If $A+B+C=π$, prove that $$\cos^2A+\cos^2B-\cos^2C=-2\cos A\cdot\cos B\cdot\cos C.$$
ATTEMPT:
Given $$A+B+C=π,$$
$$A+B=π-C$$
Taking "cos" on both sides
$$\cos(A+B)=-\cos C.$$
Now, \begin{align*} L.H.S&=\cos^2A+\cos^2B-\cos^2C\\ &=\frac{1+\cos 2A}{2}+\frac{1+\cos 2B}{2}-\cos^2 C\\ &=\frac{2+\cos 2A+\cos 2B}{2}-\cos^2C. \end{align*}
How should I complete now?
I edited to prove $$1 -\cos^2 A - \cos^2 B - \cos^2 C-2\cos A\cos B\cos C= 0$$
I believe you need cosine law. Let a, b, c be respective sides of angle A, B, and C, then $$-cos C = \frac{c^2 - a^2 - b^2}{2ab} $$ $$-cos B = \frac{b^2 - a^2 - c^2}{2ac} $$ $$-cos A = \frac{a^2 - b^2 - c^2}{2bc} $$
so we have $$cosA cosB cos C = -\frac{(c^2 - a^2 - b^2)(b^2 - a^2 - c^2)(a^2 - b^2 - c^2)}{8(abc)^2}$$ $$1 -cos^2 C - cos^2 A - cos^2 B = -\frac{4(abc)^2 -c^2(c^2 - a^2 - b^2)^2 - b^2(b^2 - a^2 - c^2)^2 - a^2(a^2 - b^2 - c^2)^2}{4(abc)^2}$$
To provde original identity, we just need to prove: $$4(abc)^2 -c^2(c^2 - a^2 - b^2)^2 - b^2(b^2 - a^2 - c^2)^2 - a^2(a^2 - b^2 - c^2)^2 = -(c^2 - a^2 - b^2)(b^2 - a^2 - c^2)(a^2 - b^2 - c^2)$$
Expand both side should verify the identity (From Wolfram, identity holds)

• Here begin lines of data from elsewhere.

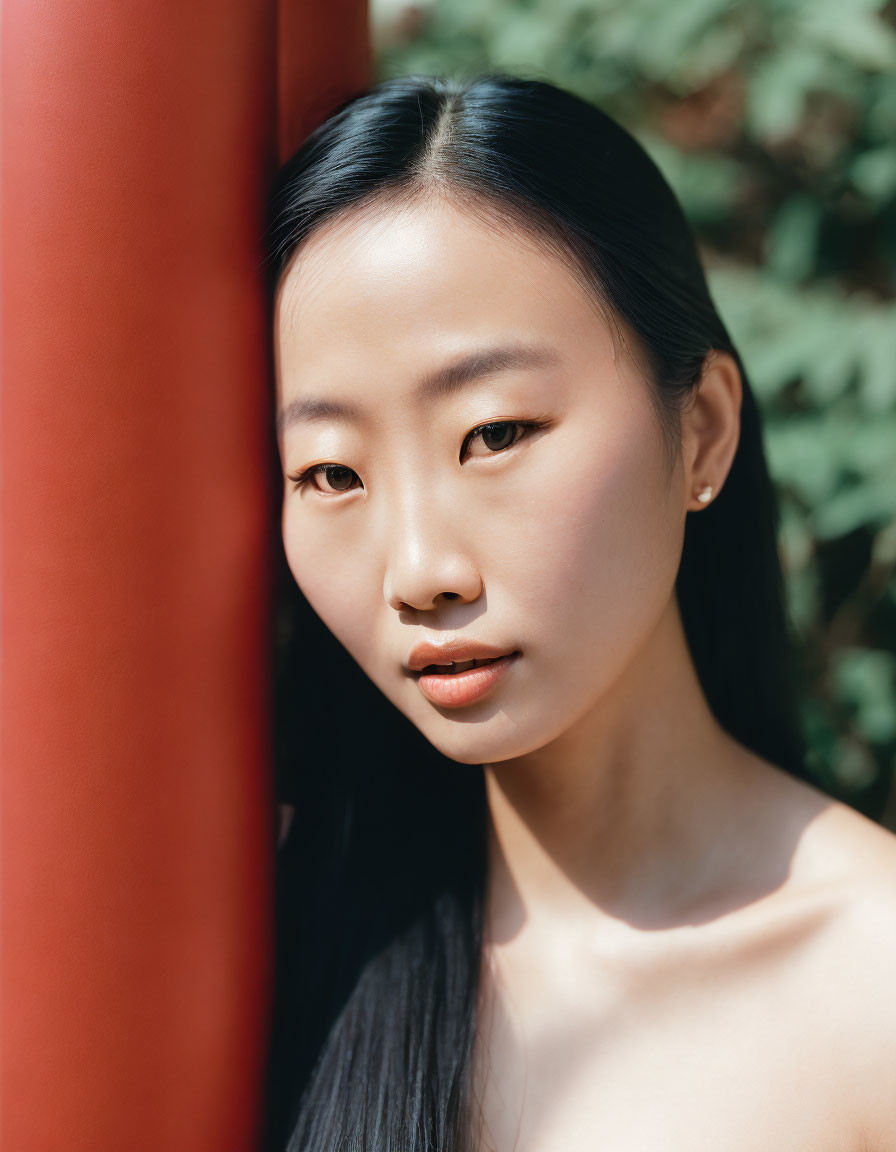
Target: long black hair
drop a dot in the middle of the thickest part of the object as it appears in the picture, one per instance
(381, 879)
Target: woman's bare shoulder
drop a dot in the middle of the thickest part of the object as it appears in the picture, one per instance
(853, 858)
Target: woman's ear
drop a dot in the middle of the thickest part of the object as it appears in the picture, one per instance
(711, 429)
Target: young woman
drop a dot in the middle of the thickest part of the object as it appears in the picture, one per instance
(524, 489)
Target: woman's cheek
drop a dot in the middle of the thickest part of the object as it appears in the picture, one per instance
(332, 576)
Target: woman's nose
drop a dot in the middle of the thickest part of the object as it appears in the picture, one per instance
(426, 560)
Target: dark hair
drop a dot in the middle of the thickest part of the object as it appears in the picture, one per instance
(382, 927)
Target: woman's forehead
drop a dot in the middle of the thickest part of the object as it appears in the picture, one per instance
(425, 274)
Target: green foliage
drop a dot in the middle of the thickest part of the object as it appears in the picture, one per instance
(775, 123)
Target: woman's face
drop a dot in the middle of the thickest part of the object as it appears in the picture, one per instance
(555, 535)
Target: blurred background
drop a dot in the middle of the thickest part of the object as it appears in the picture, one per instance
(775, 123)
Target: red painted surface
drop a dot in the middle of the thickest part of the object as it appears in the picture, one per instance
(138, 141)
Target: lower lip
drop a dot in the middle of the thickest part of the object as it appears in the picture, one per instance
(455, 689)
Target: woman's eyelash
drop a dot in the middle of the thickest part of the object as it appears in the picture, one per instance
(304, 476)
(526, 425)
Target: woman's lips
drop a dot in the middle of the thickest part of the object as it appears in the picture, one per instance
(454, 689)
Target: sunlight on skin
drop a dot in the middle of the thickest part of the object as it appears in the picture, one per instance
(650, 879)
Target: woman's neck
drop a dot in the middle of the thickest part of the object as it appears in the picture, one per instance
(628, 816)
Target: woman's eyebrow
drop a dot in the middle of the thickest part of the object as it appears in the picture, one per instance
(437, 385)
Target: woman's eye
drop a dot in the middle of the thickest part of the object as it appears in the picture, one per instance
(336, 478)
(500, 434)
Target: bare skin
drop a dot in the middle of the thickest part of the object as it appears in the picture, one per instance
(685, 947)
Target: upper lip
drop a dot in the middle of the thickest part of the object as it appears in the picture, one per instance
(456, 651)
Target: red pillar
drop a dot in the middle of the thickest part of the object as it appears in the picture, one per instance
(138, 141)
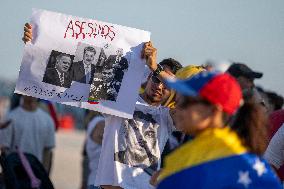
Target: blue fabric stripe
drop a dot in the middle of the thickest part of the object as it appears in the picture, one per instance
(192, 86)
(221, 174)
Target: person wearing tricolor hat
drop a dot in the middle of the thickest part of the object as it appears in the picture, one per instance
(219, 156)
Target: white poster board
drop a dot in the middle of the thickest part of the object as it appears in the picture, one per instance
(74, 60)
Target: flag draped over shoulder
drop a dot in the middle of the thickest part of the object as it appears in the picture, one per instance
(216, 159)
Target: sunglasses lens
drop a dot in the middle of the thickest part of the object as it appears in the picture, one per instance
(155, 79)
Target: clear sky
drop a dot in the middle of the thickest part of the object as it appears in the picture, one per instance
(191, 31)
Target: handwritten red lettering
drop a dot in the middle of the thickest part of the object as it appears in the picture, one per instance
(70, 26)
(81, 30)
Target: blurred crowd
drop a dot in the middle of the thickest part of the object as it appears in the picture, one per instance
(198, 126)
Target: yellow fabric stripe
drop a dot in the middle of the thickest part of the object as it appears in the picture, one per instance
(210, 145)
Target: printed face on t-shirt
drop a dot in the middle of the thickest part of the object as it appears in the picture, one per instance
(138, 142)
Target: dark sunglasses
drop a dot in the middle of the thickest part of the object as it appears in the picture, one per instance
(155, 79)
(187, 101)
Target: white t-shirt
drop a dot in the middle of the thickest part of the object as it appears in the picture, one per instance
(93, 150)
(274, 153)
(131, 149)
(30, 131)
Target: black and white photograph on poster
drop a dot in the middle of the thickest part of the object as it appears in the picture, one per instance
(84, 66)
(137, 143)
(103, 50)
(58, 69)
(110, 69)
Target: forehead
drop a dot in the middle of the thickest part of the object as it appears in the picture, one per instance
(168, 70)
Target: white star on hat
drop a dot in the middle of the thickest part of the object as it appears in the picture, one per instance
(259, 167)
(244, 178)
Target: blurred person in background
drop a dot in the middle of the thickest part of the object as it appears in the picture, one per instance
(245, 77)
(31, 130)
(177, 137)
(208, 101)
(95, 132)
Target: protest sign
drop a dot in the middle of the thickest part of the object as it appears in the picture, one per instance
(83, 62)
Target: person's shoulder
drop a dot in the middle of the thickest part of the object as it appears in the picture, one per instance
(43, 114)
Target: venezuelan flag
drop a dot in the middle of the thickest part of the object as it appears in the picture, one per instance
(216, 159)
(93, 100)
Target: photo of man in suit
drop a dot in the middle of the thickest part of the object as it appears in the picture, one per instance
(83, 71)
(59, 75)
(119, 64)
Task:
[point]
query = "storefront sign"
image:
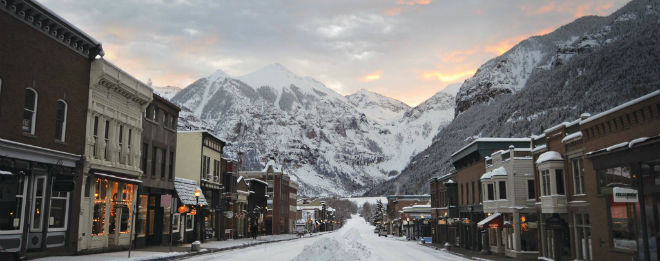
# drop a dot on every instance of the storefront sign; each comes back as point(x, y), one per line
point(64, 185)
point(166, 201)
point(229, 214)
point(627, 195)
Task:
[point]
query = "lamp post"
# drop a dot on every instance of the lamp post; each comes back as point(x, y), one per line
point(197, 194)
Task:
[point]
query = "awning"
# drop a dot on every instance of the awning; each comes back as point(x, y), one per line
point(133, 181)
point(494, 219)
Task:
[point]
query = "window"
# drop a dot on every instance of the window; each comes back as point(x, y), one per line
point(578, 176)
point(96, 135)
point(154, 152)
point(60, 120)
point(171, 165)
point(100, 200)
point(38, 204)
point(59, 209)
point(491, 191)
point(121, 143)
point(130, 135)
point(582, 236)
point(30, 110)
point(545, 182)
point(530, 189)
point(502, 189)
point(145, 151)
point(175, 222)
point(163, 157)
point(12, 200)
point(622, 218)
point(190, 224)
point(559, 178)
point(107, 139)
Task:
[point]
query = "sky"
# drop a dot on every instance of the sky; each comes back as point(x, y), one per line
point(404, 49)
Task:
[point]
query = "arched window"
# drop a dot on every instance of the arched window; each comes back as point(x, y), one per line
point(30, 110)
point(60, 120)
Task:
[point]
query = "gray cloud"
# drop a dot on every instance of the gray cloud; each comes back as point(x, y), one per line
point(338, 42)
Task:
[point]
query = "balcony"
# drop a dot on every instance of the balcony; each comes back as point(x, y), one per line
point(554, 204)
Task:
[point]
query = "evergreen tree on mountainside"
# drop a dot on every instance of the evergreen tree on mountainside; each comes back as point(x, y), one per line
point(621, 65)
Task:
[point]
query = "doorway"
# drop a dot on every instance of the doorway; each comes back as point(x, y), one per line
point(154, 221)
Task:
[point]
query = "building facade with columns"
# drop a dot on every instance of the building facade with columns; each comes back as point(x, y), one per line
point(111, 174)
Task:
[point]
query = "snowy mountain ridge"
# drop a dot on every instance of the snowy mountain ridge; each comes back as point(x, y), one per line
point(333, 144)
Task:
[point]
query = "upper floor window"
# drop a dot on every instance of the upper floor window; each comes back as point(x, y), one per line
point(60, 120)
point(30, 110)
point(578, 176)
point(502, 189)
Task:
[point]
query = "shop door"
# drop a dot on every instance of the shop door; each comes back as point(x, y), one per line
point(154, 221)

There is definitely something wrong with the identity as you have entered it. First, as user Konstantinos Kanak0glou has noted in the comments, the identity fails to hold for $A=B=0$ and $C=\pi$.
A second piece of evidence that the "identity" is false is that the condition $A+B+C=\pi$ is symmetric in the three variables, as is the RHS of the purported identity, but the LHS is not.
$2\cos A\cos B\cos C$
$=\{\cos(A-B)+\cos(A+B)\}\cos C$
$=\cos(A-B)\{-\cos(A+B)\}-\cos^2C$ as $\cos(A+B)=\cos(\pi-C)=-\cos C$
$=-(\cos^2A-\sin^2B)-\cos^2C$ using Prove that $\cos (A + B)\cos (A - B) = {\cos ^2}A - {\sin ^2}B$
$\implies2\cos A\cos B\cos C=1-(\cos^2A+\cos^2B+\cos^2C)$
The identity
$$1 - \cos^2 A - \cos^2 B - \cos^2 C - 2 \cos A \cos B \cos C = 0$$
can be seen as a re-writing of the relation $\cos C = - \cos(A+B)$ without sines of $A$ and $B$:
$$\cos C = - \cos(A+B) = \sin A \sin B - \cos A \cos B$$ $$\cos C + \cos A \cos B = \sin A \sin B$$ $$\left(\;\cos C + \cos A \cos B\;\right)^2 = \sin^2 A \sin^2 B = \left(1-\cos^2 A\right)\left(1-\cos^2 B\right)$$ $$\cos^2 C + 2 \cos A \cos B \cos C \color{red}{+ \cos^2A \cos^2 B} = 1 - \cos^2 A - \cos^2 B \color{red}{+ \cos^2 A \cos^2 B}$$ and the result follows.